1. yüz (Toplam 1 yüz)

Atatürkçü Eğitim Anlayışından Nasıl Uzaklaşıldı?

İletiGönderilme zamanı: Prş Ara 25, 2008 4:27
gönderen Türk-Kan
.
Atatürkçü Eğitim Anlayışından Nasıl Uzaklaşıldı?


İletiGönderilme zamanı: Prş Ara 25, 2008 16:03
gönderen Balasagun
İşte 70 yılın bilançosu. Geldiğimiz noktayı kısaca özetlemiş Kanal B. Teşekkürler.

İletiGönderilme zamanı: Pzr Haz 21, 2009 10:23
gönderen the_narrator
ne akepe imiş ya

Re: Atatürkçü Eğitim Anlayışından Nasıl Uzaklaşıldı?

İletiGönderilme zamanı: Prş Ağu 20, 2009 7:21
gönderen Dalkılıç
Gazi Paşa eğtim öğretimin amacını bakın nasıl özetliyor:
Çocuklarımıza vereceğimiz öğrenimin sınırı ne olursa olsun onlara esas olarak şunları öğreteceğiz; Milletine, Türkiye Devleti'ne, TBMM'ne, düşman olanlarla mücadele; bu mücadelenin sebep ve vasıtaları ile donatılmayan bir millet için yaşama hakkı yoktur.
bunun üzerine fazla söz söylemeye gerek yok sanırım...
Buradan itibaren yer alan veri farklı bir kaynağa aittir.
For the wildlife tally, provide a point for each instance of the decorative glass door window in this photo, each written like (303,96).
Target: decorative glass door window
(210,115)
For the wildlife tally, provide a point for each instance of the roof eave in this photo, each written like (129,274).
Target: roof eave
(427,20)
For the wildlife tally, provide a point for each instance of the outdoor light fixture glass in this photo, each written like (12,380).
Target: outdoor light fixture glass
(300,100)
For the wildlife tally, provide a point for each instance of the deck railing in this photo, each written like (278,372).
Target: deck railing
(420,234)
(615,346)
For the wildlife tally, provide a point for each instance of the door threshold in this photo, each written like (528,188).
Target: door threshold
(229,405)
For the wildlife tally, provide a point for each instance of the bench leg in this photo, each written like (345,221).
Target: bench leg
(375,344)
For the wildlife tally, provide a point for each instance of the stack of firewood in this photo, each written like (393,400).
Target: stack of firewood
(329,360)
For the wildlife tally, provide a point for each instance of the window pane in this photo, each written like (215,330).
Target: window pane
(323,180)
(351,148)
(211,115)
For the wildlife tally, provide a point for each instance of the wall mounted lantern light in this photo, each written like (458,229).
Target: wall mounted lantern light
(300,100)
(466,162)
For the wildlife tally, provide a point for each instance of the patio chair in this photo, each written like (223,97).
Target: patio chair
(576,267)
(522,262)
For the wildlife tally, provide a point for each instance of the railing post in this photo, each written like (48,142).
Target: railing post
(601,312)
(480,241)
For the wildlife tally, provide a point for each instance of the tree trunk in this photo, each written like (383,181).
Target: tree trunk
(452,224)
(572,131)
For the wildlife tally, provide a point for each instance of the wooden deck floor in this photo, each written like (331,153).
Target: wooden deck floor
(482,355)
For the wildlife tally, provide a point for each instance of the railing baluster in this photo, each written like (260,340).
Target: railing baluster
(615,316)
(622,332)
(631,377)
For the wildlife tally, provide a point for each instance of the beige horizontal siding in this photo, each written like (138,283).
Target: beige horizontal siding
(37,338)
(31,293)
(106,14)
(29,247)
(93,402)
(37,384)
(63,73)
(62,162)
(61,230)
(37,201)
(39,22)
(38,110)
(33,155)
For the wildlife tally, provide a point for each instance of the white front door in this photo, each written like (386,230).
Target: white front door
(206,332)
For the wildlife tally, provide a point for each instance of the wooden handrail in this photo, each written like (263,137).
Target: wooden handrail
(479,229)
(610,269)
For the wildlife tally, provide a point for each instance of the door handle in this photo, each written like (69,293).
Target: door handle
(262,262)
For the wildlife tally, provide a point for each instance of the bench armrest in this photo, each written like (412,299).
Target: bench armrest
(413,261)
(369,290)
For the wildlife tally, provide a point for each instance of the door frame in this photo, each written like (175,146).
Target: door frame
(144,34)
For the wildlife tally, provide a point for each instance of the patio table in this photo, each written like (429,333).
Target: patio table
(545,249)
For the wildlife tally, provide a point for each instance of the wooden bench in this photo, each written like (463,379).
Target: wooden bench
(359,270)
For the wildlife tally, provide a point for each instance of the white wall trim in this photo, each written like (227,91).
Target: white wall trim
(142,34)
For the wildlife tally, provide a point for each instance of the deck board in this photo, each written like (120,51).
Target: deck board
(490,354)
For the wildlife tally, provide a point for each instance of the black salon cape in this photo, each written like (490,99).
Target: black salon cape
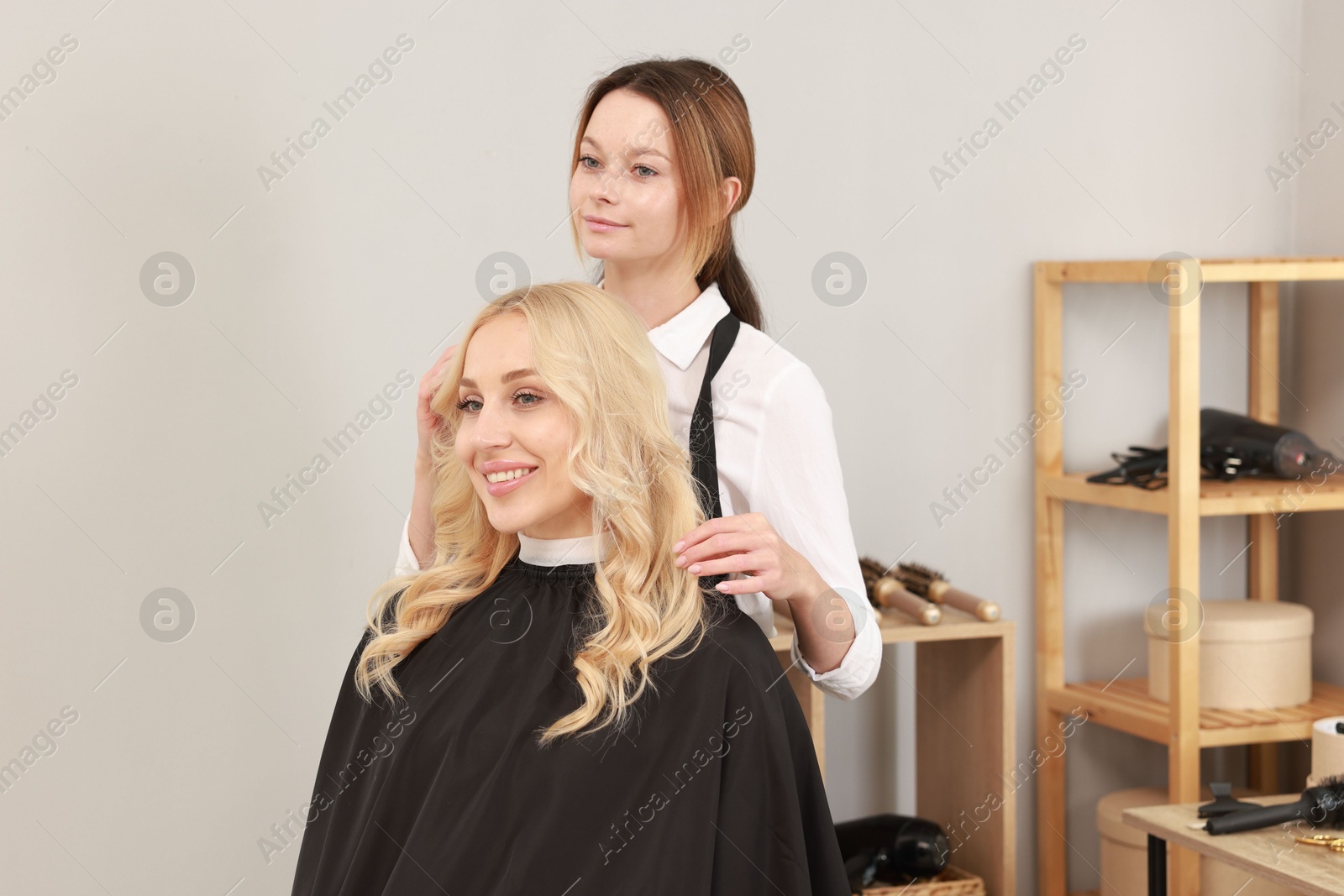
(714,790)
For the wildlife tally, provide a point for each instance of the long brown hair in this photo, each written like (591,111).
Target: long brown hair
(711,132)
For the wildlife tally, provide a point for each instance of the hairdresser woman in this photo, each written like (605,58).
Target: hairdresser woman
(663,160)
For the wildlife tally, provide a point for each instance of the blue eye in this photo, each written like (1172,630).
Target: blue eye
(467,402)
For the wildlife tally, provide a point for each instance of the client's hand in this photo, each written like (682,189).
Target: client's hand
(421,530)
(748,543)
(427,421)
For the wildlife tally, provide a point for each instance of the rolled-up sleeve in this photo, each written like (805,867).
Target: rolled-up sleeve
(800,490)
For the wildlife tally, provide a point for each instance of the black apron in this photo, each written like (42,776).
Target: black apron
(703,450)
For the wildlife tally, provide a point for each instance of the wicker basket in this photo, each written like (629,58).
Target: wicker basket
(952,882)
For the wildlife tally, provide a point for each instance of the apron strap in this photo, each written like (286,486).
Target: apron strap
(703,450)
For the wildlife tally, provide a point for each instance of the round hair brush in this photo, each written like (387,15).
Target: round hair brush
(886,591)
(1321,805)
(929,584)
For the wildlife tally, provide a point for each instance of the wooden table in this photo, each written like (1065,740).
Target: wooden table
(1270,853)
(964,734)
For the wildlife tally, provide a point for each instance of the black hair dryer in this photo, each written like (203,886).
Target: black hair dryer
(891,848)
(1257,448)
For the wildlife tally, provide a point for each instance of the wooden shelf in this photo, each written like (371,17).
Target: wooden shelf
(1124,705)
(1215,270)
(1179,725)
(1245,496)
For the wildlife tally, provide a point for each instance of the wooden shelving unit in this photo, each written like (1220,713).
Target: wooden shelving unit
(964,732)
(1124,705)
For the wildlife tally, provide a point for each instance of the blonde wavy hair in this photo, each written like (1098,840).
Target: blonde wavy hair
(595,356)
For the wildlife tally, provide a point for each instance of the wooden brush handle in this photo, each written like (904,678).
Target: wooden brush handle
(942,593)
(893,594)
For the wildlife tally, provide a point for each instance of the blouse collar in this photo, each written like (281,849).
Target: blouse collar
(680,338)
(550,553)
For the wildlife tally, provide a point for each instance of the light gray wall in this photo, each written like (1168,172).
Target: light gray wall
(313,293)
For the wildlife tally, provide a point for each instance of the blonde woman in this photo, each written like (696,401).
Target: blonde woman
(663,160)
(559,708)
Re: Atatürkçü Eğitim Anlayışından Nasıl Uzaklaşıldı?

İletiGönderilme zamanı: Prş Ağu 20, 2009 11:54
gönderen Orhan Sonkaya
Hocam videoyu görüntüleyemiyorum. Bir kontrol ederseniz sevinirim.
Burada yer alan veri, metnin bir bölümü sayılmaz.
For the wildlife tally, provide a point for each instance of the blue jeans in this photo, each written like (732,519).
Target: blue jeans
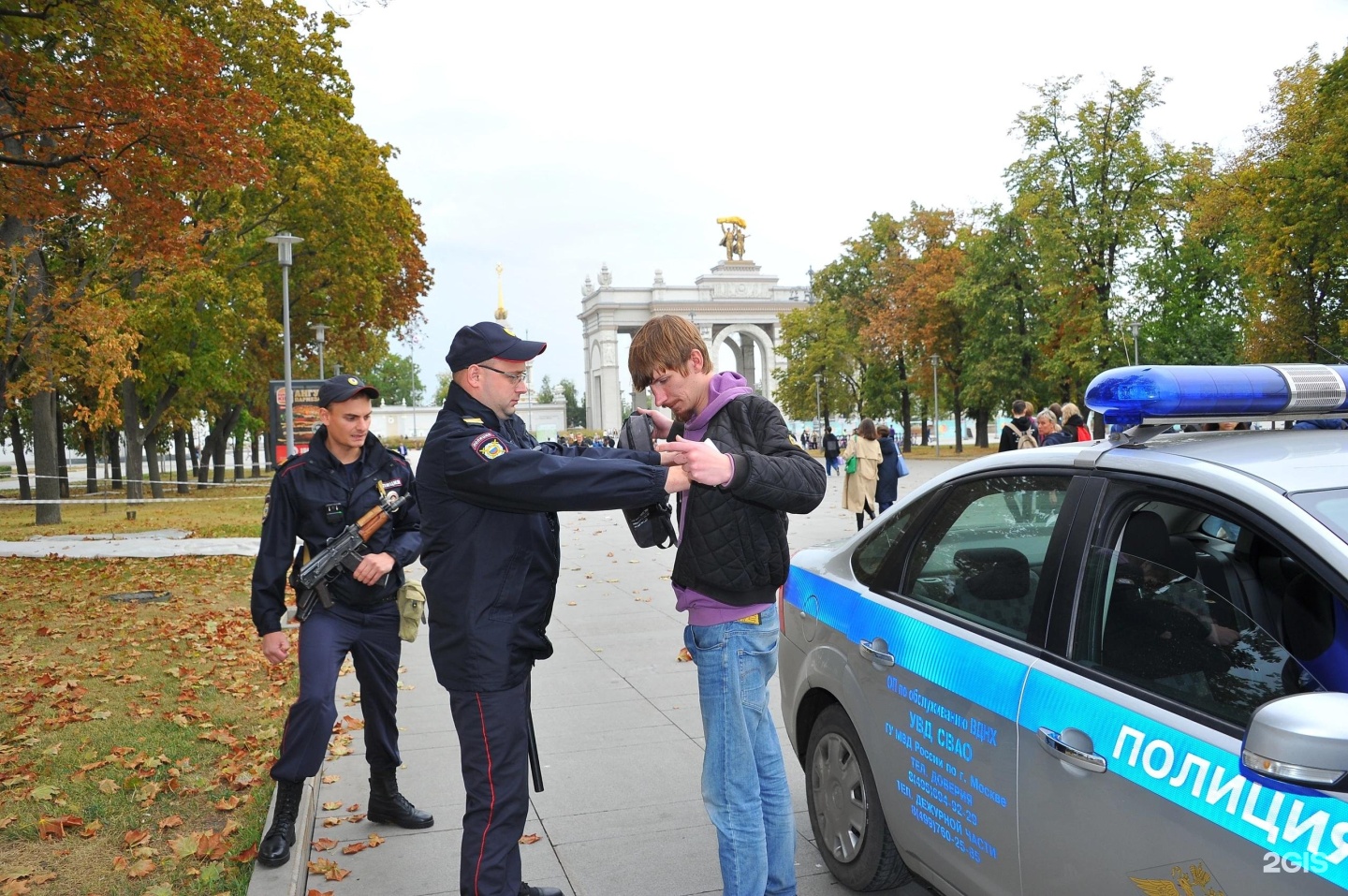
(743,778)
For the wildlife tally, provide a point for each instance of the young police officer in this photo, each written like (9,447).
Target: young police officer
(315,496)
(491,496)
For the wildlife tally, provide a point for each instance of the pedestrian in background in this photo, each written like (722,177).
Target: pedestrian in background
(887,478)
(859,485)
(313,497)
(732,557)
(830,450)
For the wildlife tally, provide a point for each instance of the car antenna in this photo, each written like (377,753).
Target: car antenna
(1324,349)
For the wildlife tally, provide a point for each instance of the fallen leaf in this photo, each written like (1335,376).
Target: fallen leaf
(140,868)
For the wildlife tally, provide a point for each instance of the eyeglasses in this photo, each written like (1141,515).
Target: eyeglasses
(514,377)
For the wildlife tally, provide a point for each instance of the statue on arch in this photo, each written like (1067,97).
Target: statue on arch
(732,236)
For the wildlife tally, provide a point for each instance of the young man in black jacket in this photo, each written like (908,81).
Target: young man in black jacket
(747,475)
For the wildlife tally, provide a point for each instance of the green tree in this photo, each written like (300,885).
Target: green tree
(1088,190)
(1290,199)
(398,380)
(575,404)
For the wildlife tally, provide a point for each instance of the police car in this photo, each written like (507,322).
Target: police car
(1106,668)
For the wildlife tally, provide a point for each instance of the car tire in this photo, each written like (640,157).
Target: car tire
(845,812)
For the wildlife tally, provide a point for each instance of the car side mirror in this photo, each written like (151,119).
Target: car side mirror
(1301,740)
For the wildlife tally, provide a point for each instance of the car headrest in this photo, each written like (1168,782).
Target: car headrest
(1182,558)
(1308,617)
(1146,537)
(994,573)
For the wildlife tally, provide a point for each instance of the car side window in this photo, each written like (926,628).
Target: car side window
(1198,620)
(982,552)
(871,555)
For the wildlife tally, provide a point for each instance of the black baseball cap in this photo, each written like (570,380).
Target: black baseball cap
(486,341)
(343,389)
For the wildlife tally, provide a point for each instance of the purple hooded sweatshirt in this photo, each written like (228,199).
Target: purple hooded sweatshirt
(701,610)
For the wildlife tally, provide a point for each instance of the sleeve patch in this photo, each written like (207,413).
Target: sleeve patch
(490,447)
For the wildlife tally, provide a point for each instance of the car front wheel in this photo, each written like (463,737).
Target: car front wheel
(845,809)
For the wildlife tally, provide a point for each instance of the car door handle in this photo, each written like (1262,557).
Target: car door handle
(876,654)
(1059,748)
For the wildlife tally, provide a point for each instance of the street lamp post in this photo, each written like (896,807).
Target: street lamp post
(818,414)
(320,329)
(936,404)
(284,242)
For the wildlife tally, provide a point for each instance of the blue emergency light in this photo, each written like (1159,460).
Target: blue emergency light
(1133,395)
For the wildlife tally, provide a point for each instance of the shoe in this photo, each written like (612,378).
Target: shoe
(389,807)
(275,845)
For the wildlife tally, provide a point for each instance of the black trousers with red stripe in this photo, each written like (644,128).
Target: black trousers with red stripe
(493,756)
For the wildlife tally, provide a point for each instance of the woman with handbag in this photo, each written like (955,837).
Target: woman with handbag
(861,457)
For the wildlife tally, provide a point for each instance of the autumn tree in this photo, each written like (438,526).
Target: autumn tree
(110,116)
(1088,190)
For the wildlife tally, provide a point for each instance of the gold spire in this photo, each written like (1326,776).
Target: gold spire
(500,295)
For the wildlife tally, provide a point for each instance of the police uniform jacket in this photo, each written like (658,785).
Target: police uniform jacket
(492,551)
(310,499)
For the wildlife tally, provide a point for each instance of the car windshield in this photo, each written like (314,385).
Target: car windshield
(1326,506)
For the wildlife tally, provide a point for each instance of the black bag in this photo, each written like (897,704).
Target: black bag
(652,525)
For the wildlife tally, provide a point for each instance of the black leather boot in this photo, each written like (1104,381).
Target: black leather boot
(278,840)
(389,807)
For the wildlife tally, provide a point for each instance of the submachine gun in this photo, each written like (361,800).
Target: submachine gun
(346,549)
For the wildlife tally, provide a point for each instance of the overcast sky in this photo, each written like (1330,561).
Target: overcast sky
(553,138)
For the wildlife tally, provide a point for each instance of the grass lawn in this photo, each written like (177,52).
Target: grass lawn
(220,511)
(135,739)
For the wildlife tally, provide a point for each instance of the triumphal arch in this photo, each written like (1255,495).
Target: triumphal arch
(735,306)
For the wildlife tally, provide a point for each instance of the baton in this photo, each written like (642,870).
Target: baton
(534,769)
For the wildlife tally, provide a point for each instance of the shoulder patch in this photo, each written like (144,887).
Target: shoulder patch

Re: Atatürkçü Eğitim Anlayışından Nasıl Uzaklaşıldı?

İletiGönderilme zamanı: Prş Ağu 20, 2009 11:59
gönderen Türk-Kan
Taun, görüntüde sorun yok. Sayfayi yenilemeniz yardimci olacaktir.
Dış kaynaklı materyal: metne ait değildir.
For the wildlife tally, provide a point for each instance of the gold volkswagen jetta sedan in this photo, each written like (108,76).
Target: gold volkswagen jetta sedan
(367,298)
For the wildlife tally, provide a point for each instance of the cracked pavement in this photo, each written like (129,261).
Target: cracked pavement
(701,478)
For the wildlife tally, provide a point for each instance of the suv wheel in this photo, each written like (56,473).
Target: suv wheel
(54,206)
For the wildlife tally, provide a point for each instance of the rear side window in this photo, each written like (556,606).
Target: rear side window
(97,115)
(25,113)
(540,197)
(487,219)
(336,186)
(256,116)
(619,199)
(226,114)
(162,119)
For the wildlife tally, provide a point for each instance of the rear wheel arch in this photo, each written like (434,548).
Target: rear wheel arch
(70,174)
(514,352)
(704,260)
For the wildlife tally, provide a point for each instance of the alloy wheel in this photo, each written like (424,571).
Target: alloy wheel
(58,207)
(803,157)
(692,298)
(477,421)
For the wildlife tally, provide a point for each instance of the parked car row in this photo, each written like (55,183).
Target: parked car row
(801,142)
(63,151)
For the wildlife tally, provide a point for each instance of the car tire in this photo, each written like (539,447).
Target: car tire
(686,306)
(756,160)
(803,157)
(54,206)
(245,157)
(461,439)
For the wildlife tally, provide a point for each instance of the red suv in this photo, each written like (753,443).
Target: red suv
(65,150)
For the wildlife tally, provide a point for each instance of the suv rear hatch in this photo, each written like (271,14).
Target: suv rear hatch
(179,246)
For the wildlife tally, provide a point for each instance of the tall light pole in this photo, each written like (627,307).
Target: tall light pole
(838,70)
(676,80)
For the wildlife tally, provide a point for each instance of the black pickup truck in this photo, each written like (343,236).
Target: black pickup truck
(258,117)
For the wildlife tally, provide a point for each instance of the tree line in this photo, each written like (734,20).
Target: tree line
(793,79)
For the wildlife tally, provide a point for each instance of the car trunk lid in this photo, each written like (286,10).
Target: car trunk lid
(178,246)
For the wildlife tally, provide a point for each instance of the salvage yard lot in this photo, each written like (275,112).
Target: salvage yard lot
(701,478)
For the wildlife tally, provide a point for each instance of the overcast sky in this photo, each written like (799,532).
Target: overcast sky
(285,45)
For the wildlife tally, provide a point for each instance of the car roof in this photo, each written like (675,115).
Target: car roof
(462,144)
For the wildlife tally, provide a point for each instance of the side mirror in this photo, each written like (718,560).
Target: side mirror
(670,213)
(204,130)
Re: Atatürkçü Eğitim Anlayışından Nasıl Uzaklaşıldı?

İletiGönderilme zamanı: Pzr Eyl 27, 2009 14:17
gönderen ozan35
Bu nasıl iş! 23 Nisan'ı 29 yaptılar.

MEB tarafından yeni eğitim-öğretim yılında öğrencilere ücretsiz dağıtılan ders kitaplarında "23 Nisan Ulusal Egemenlik ve Çocuk Bayramı"nın tarihi 29 Nisan olarak yer aldı.

Resim

Milli Eğitim Bakanlığı (MEB) tarafından yeni eğitim-öğretim yılında öğrencilere ücretsiz dağıtılan ders kitaplarında "23 Nisan Ulusal Egemenlik ve Çocuk Bayramı"nın tarihi 29 Nisan olarak yer aldı. "30 Ağustos Zafer Bayramı" ise ulusal bayramlar arasında sayılmadı.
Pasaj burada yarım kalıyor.